Même discours pour Patrick de Carolis en préambule de cette réunion, partagé un peu plus tard par Juan Martinez, président de la Communauté de communes Beaucaire Terre d'Argence. "Je ne m'attendais à rien ce soir, mais je suis quand même déçu, a lâché le Gardois. Déçu car j'ai toujours les mêmes interrogations, on est toujours dans les mêmes travers, on oppose le territoire de Fos aux autres territoires du Pays d'Arles, de la Terre d'Argence. Il n'y a pas d'opposition (à la réindustrialisation, à la décarbonation, NDLR), on veut juste être respectés, on ne veut pas que notre territoire soit balafré.

Juan Martinez, président de la Communauté de communes Beaucaire Terre d'Argence et maire de Bellegarde. • S.Ma

"Un signal d'alarme républicain" a été tiré lundi soir. Comme l'avait fait un peu plus tôt Jean-Luc Moya, membre fondateur du collectif THT 13-30, Isabelle Gex, Séverine Théry Perez du Collectif Riverains Arles Plaine de La Crau 13 ont averti le préfet qu'une bataille juridique serait engagée en cas de "tentative de passage en force". Clément Lajoux a quant à lui parlé d'une "guerre à venir".

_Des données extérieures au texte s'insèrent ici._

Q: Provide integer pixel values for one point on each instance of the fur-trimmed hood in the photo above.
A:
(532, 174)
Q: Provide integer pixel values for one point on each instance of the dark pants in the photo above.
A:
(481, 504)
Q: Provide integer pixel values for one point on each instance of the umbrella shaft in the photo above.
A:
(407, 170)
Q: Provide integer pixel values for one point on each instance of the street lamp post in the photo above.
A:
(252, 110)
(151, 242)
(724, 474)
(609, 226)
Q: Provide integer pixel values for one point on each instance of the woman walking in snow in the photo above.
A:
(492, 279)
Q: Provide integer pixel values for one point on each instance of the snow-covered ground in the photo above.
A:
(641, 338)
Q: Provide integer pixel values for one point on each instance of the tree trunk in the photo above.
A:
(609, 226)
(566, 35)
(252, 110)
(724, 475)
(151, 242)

Venons-en maintenant à la conclusion du préfet Georges-François Leclerc accompagné de son homologue gardois, Jérôme Bonet. Pour rappel, le réprésentant de l'État était déjà présent lors des réunions à Beaucaire et Saint-Martin-de-Crau toujours organisées par la CNDP. "Il est inutile de me mettre la pression de manière agressive, je suis insensible à cela. En revanche je suis particulièrement sensible à des points que j'ai appris aujourd'hui et qui m'ont permis de progresser dans ma réfléxion", a-t-il lancé à l'assemblée citant le contenu de la tierce-expertise dont "certains aspects contrarient le projet de RTE."

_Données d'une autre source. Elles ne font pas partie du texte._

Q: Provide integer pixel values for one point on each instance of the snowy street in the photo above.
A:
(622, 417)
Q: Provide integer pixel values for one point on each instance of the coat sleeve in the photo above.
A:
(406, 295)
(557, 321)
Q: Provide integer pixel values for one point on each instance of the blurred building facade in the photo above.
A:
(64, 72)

À l'arrivée du Georges-François Leclerc, au Palais des Congrès à Arles. • S.Ma

Un point particulièrement et cela en réaction à la prise de parole de Romain Collard : "En tout cas, il y a une chose que j'ai comprise aujourd'hui, c'est que l'agriculture n'est pas seulement une production sur une terre mais c'est un système beaucoup plus important, plus global de valorisation et sans doute est-ce un point qui devra faire partie des intérêts publics que je devrais combiner." Le débat global se terminera le 13 juillet et donnera lieu à un rapport des garants. Reste à connaître la décision des préfets du Gard et des Bouches-du-Rhône quant aux modalités de transport de l'électricité puisque ce sont ces deux-là qui signeront l’arrêté d’utilité publique.

*Autorité indépendante chargée de garantir le droit à l’information et à la participation de toutes les personnes aux décisions qui concernent l’environnement.